I came back last Friday to face a few medical challenges myself #1 my hip and #2 a scan to see if I have cancer. night sweets along with a mass sticking out my side near my kidney....so the battle begins. Not only have i been fighting this battle to get the WLS from Dr pace for the past 5 years now I have to face this. They say God doesn't give you more then you can handle but I'm not sure anymore....I'm not one to surcome to depression or suicide don't get me wrong, I could never be so unselfish to do that to my kids but a nice cozy hole somewhere would be awesome...lol....I will be having my hip surgery within the next 6 weeks due to a hole in my bone and a large amount of deterioration to my femur. My orthopedic surgeon had sent me to another ortho for a consult because my case is so complicated with my weight and the mess my bones are in...my new ortho was disappointed I have not yet even had my apt to see Dr Pace.
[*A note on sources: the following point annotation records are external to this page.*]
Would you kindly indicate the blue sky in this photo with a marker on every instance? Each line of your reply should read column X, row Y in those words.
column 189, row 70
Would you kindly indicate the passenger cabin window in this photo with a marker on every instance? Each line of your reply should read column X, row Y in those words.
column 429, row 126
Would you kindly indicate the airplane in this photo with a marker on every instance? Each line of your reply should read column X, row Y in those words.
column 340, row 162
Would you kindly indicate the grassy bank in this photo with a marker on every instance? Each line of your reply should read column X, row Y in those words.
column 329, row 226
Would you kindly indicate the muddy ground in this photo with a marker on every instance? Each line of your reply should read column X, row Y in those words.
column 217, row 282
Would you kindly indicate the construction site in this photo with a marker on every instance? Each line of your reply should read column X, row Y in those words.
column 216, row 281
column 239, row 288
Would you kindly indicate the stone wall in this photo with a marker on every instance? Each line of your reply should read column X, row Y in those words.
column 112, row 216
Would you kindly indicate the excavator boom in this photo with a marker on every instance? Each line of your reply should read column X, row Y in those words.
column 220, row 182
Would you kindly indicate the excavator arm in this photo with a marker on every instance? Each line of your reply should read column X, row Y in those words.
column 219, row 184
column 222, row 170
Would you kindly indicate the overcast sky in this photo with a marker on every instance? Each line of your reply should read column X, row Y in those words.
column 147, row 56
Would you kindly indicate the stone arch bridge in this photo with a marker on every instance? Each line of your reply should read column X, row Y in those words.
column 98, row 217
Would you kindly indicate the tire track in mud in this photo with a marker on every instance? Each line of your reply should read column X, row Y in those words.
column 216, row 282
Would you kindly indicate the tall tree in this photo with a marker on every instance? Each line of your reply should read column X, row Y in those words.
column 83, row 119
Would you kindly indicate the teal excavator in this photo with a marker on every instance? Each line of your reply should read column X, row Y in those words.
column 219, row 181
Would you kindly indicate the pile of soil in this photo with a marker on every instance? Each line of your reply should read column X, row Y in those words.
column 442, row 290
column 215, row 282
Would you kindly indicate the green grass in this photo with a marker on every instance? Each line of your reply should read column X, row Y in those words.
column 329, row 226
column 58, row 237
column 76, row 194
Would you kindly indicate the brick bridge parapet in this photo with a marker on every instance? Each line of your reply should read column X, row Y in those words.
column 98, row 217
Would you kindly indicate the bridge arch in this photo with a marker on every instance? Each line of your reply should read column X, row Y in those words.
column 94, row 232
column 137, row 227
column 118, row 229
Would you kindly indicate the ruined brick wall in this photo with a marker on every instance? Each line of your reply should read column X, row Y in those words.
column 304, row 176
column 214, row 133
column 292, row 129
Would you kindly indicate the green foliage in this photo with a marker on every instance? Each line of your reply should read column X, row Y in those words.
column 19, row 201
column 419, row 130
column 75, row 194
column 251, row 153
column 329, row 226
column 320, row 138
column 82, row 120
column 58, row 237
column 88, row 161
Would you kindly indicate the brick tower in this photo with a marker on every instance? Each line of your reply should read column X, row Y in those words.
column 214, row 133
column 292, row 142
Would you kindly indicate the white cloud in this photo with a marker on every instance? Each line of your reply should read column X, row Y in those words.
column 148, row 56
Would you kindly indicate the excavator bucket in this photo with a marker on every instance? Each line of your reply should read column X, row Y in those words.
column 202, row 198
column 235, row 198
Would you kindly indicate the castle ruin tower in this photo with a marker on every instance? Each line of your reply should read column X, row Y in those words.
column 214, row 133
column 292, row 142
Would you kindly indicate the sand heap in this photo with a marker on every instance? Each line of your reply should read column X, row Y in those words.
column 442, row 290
I have stopped reading the forum because this only depresses me more when I see people getting apts when they have only just sent in referrals this year, I feel it's not fair to all the others who have been waiting for years....I know at least 10 woman who are waiting for WLS on his list with no medical problems and are lower BMI's and still no apts, they have been waiting for years like me and it's not fair....I feel very sad for them as well as myself.
I want a chance to live just as much as everyone else.